Recognizing that wraparound services to address social needs are crucial to improving the health of low- and middle-income families, CMS launched the Accountable Health Communities (AHC) Model. AHC is intended to address the gap between clinical care and the social services that are necessary to support people’s health. Access to healthy foods, assistance with housing services or transportation are all examples of social needs that can influence a person’s ability to achieve good health. To that end, the program linked Medicare and Medicaid beneficiaries to relevant services through bridge organizations like hospitals, nonprofit organizations and public health agencies. As part of the evaluation team, Abt and partners found that challenges in connecting people to needed resources impeded progress, but identifying those gaps is an important first step.
Similarly, CMS’s Integrated Care for Kids (InCK) Model funds states and organizations that integrate behavioral, physical, and other health-related services for children. In our ongoing evaluation, we have identified some best practices, including:
- Programs were designed around their communities’ needs.
- Awardees developed new reporting systems to better share data between health and Core Child Services providers and with CMS.
What can we do today? Remember that communities’ needs and collaboration point the way forward. First, we need to include the most impacted communities from the start: in data collection, in policy drafting, and when we design solutions. Second, we need to understand and address the linkages between the various social determinants of health—which, as noted above, range from health to housing, and education to environment. With those data and insights, we can facilitate a dialog between service providers and communities to understand the needs, and how they can best be met, and that includes sharing data.

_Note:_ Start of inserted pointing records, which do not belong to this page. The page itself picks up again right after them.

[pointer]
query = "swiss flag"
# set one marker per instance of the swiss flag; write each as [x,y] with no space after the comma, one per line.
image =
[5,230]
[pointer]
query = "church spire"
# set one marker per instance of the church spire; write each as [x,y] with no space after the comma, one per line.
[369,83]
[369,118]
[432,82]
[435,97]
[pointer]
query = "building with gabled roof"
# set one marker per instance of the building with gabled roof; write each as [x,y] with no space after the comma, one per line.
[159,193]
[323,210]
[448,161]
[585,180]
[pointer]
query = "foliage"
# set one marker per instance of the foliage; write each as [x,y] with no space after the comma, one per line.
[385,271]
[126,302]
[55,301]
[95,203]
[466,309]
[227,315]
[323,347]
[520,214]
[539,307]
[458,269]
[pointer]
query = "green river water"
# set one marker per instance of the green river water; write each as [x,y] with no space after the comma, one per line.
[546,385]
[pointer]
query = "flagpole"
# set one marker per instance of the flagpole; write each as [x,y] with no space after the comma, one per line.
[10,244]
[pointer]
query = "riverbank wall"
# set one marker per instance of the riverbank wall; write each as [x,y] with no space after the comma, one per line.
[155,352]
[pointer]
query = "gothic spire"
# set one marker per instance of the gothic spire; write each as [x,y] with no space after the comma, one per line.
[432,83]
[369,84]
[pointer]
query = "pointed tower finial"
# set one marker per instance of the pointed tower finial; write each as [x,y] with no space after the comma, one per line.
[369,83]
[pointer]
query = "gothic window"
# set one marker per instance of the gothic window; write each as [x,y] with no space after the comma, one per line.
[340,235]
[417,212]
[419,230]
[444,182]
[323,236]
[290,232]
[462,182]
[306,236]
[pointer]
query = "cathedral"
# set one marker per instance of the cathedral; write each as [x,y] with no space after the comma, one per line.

At Abt, we’re increasingly incorporating and enabling these approaches. In our evaluations of AHC and MOM, we included qualitative data from those most impacted—care recipients—alongside the quantitative data we collected. Similarly, in our evaluation of the benefits of recovery coaching for the Administration for Children and Families, we’re partnering with experts with lived experience to make study design and implementation decisions that are responsive and relevant to parents, families, and communities. The technical assistance we’re providing to the Health Resources and Services Administration’s National Health Service Corps includes developing resources to help care providers address local health disparities and patients’ social determinants of health.
This approach to incorporating equity informs Abt’s work across our portfolios. Our colleagues on the Climate, Energy, and Environment team are helping states collect data that explicitly identifies environmental justice concerns, disaggregating information to accurately—and specifically—identify the scope of inequitable environmental health impacts. Abt’s Housing team is evaluating guaranteed income programs by speaking directly with recipients to understand how they are using this no-strings-attached cash benefit to meet their households’ needs—without traditional restrictions from policymakers, who may be one step removed from beneficiaries’ challenges. We’re also helping to evaluate the health impacts families experience when using housing vouchers to move to public housing of their choosing.
Health equity is not just about the data or a policy. And it’s definitely not about checking boxes to meet healthcare’s diversity, equity, inclusion, and accessibility goals. To bring true equity to healthcare, to improve health outcomes for everyone, we have to synthesize all of the above … and more. It’s a circular and dynamic approach, and at its center are the people we’re here to serve. After centuries of historic and systemic racism, there is a lot of ground to cover, but the good news is the journey has finally begun.